To create the bead, Dvira said, “The granules are shaped from tiny metal pieces which are melted on a bed of charcoal or charcoal powder, which adsorbs air, preventing oxidation. Once the metal melts, [the] surface tension of the liquid creates ball-shaped drops. An alternative method involves dripping the liquid metal from a height into a bowl and constantly stirring the drops.”
The technique of wet sifting used by the project may be the key to the small bead’s discovery.
“Because we are sifting, we find relatively a lot of jewelry,” said Dvira, but not a lot of gold, especially not from such an early period. In the past 15 years, through the help of some 200,000 paying volunteers, the project has recovered over 500,000 artifacts, including 5,000 coins, inscriptions, mountains of pottery, Egyptian-era cultic items, jewelry, and remnants of warfare.

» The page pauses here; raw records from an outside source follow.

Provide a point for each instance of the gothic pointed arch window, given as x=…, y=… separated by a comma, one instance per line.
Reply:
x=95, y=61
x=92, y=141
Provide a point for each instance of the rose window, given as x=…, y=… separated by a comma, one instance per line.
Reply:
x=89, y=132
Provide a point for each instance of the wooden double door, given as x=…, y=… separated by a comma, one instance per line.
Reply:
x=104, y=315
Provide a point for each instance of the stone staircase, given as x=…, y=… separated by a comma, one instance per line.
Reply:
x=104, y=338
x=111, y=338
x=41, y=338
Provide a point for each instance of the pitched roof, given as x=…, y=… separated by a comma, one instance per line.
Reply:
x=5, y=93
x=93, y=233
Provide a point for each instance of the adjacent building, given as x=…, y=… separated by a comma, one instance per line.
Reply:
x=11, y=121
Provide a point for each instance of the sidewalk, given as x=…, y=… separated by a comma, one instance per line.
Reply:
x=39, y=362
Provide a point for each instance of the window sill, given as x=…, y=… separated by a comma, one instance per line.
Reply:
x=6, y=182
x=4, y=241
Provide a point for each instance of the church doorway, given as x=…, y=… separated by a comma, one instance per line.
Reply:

Dvira emphasized that the project is continuing its work at its new home at the Masu’ot Lookout in spite of the the coronavirus crisis, under the government social distancing guidelines (“Tav Sagol”) and through the help of American Friends of Beit Orot and the Israel Archaeology Foundation. The project works under the scientific auspices of Bar-Ilan University and a revolving staff of a dozen archaeologists supervise the volunteers working from the 20 tables set up for the wet sifting.
Dvira is hopeful that the bead was part of a bracelet or necklace that may have left behind other beads.
“If there’s a bead from gold, the person didn’t have just one bead, he or she had a whole piece of jewelry from gold,” Dvira said.